If the functor T preserves cofibrant objects, then preservation of sifted homotopy colimits follows from the preservation of sifted colimits by the forgetful functor and the fact that sifted homotopy colimits can be computed by replacing the diagram by a weakly equivalent projectively cofibrant diagram.

T preserves cofibrant objects in many situations of interest, e.g., for simplicial sets or chain complexes this is automatic, in many other situations it is true because T is a cocontinuous functor with good properties, etc.

Denote by U: Alg_T(C)→C and Free: C→Alg_T(C) the adjoint functors between Alg_T(C) and C. Suppose U(j) is a cofibration in C for all j, where j is a cobase change of Free(i) in Alg_T(C), where i is a generating cofibration in C.

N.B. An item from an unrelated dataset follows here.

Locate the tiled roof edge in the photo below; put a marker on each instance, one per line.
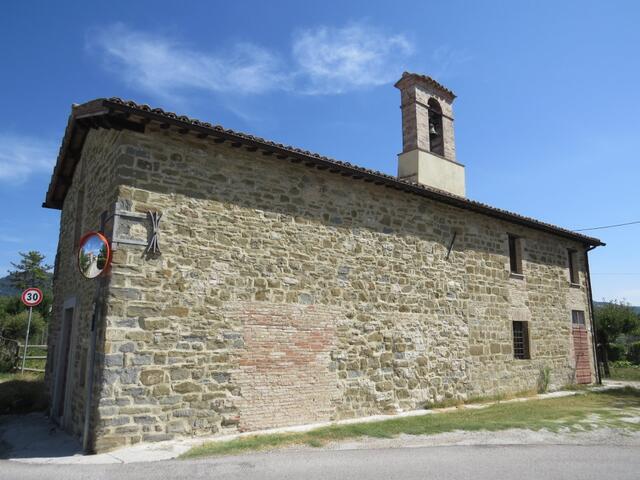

In this case the preservation of sifted homotopy colimits follows from the preservation of sifted colimits by the forgetful functor and the fact that sifted homotopy colimits can be computed by replacing the diagram by a weakly equivalent projectively cofibrant diagram.

This follows from the key fact that the forgetful functor from sifted diagrams of T-algebras in C to sifted diagrams in C preserves projectively cofibrant diagrams. Indeed, the forgetful functor preserves sifted colimits and sends cobase changes of free morphisms on generating projective cofibrations to projective cofibrations by assumption on T.

This condition is satisfied in many situations of interest, e.g., when T is induced by a colored operad in a symmetroidal model category, as explained in Theorem 6.6 of arXiv:1410.5675. The model categories of simplicial sets, simplicial symmetric spectra, and chain complexes in characteristic 0 are symmetroidal. If we replace symmetric operads with nonsymmetric operads, then a tractable monoidal model category will suffice, which includes almost all important examples.